# Assignment 8
#### Due November 11, 2020, 23:59

In this week’s assignment, we are going dive to dive back into graph theory and expand on the subject of network science.  
Graphs are powerful constructs with even more powerful mathematical properties that we can take advantage of when we can formulate our problems as a graph. This time around, we are interested in one network property in particular: the **local clustering coefficient** of a node.

## Submission
Edit and turn in this jupyter notebook file containing your solutions to each task.  
Implement your solution to each of the exercises in the code field below the exercise description.  

The libraries you may need are already given, any extra imports are not allowed.

___

### Local clustering coefficient
In this assignment, we want to calculate the local clustering coefficient of a node in an undirected graph. 

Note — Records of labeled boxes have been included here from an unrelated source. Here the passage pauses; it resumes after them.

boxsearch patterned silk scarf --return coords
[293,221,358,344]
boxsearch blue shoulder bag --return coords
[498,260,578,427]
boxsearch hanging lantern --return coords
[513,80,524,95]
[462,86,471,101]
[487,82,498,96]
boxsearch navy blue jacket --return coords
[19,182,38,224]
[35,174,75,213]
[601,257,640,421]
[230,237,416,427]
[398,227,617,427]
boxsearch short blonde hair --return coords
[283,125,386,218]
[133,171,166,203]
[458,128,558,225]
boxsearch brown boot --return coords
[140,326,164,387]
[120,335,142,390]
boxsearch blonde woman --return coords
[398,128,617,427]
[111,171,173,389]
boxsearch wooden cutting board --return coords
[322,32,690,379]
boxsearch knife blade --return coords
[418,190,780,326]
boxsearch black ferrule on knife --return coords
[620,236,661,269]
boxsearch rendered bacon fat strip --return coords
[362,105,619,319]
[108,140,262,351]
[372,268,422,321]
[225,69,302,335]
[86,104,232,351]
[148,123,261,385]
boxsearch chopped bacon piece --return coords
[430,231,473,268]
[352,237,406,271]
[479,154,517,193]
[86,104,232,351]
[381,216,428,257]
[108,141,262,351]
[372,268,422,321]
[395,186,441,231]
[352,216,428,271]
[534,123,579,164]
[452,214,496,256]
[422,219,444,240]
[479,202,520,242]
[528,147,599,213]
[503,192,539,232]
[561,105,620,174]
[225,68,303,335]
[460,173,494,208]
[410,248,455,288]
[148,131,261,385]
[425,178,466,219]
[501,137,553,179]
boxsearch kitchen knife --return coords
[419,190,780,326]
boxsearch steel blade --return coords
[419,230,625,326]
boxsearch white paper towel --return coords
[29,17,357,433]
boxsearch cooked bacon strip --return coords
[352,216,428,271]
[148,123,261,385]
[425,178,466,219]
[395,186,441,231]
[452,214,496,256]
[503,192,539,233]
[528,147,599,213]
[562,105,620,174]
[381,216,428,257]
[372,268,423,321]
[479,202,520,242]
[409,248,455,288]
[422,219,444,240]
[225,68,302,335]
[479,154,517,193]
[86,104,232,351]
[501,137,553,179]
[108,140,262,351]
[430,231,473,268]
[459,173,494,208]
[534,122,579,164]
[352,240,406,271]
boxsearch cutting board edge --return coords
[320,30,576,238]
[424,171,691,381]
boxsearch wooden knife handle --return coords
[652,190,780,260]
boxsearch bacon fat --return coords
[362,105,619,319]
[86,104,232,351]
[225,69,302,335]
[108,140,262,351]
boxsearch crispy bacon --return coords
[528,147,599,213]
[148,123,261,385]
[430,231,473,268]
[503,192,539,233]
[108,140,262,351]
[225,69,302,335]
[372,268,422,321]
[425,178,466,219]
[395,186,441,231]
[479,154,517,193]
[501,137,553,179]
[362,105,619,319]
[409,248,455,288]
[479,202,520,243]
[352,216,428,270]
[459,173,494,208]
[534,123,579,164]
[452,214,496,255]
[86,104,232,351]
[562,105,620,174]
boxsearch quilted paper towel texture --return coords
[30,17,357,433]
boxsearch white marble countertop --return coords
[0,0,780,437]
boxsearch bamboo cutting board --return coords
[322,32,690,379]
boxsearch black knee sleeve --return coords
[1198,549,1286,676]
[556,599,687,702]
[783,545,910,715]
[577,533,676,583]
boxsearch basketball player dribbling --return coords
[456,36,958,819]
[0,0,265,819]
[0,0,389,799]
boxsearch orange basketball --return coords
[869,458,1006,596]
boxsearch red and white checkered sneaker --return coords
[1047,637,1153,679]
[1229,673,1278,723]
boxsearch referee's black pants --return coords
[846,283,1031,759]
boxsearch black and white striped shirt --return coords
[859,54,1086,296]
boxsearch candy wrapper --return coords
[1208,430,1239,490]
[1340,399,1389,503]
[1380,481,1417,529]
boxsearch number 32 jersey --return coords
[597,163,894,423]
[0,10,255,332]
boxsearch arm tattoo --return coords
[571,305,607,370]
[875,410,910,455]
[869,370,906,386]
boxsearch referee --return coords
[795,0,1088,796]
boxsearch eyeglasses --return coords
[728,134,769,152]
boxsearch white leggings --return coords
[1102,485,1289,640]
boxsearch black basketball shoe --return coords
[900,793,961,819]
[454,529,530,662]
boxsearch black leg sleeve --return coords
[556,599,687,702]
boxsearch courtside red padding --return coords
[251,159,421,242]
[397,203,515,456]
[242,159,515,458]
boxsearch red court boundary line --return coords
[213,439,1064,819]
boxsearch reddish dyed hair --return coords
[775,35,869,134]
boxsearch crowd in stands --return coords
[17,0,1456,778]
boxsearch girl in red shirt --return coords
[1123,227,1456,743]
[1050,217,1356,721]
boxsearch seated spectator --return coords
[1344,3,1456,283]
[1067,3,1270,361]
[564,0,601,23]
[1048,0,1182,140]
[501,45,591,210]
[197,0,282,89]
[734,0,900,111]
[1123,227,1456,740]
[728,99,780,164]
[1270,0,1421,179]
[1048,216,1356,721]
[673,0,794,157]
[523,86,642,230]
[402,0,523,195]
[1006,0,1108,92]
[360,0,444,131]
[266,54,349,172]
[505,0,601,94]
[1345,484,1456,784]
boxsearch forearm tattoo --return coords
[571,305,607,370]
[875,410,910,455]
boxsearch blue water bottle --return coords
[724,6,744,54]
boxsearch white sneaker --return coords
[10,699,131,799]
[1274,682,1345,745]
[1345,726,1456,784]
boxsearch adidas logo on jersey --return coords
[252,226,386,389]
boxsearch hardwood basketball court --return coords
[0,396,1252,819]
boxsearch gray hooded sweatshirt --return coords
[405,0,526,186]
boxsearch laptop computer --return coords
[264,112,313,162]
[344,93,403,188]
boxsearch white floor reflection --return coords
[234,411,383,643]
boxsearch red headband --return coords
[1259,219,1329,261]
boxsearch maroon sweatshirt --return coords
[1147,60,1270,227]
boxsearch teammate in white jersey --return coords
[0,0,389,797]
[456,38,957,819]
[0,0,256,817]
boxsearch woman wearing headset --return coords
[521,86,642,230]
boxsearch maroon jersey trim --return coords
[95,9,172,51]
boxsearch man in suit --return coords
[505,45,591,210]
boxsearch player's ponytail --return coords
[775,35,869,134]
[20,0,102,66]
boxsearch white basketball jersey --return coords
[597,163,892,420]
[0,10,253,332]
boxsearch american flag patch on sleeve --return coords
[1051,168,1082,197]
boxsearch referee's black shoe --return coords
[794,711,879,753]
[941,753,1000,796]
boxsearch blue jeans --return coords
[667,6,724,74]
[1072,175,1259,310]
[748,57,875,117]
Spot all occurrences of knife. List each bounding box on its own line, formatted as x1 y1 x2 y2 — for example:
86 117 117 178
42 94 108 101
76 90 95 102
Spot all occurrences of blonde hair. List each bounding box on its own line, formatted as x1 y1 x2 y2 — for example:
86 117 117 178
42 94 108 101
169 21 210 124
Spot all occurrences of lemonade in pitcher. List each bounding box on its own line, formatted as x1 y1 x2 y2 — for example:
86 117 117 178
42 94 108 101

Recall that an undirected graph consists a set of nodes that are connected to some extent, where all the edges that connect the nodes are bidirectional. 
Imagine, for example, a graph where the nodes represent people at a party pre-corona and there is an edge between two people if they shook hands. This example graph is undirected because any person, A, can shake hands with another person, B, only if B also shakes hands with A. This means that if A is connected to B, then B is also per definition automatically connected to A.

The intuition behind the **local clustering coefficient** metric is that it describes the connectivity of the neighborhood of a node. That is, the proportion of connections among its neighbours which are actually realised out of the number of all possible connections.

Imagine a person, A, that has three friends: B, C, and D. These friends are person A’s neighborhood. They all have in common that they are friends with A. However, they might not be friends with each other. The local clustering coefficient expresses how many of A’s friends are in fact also friends with each other. 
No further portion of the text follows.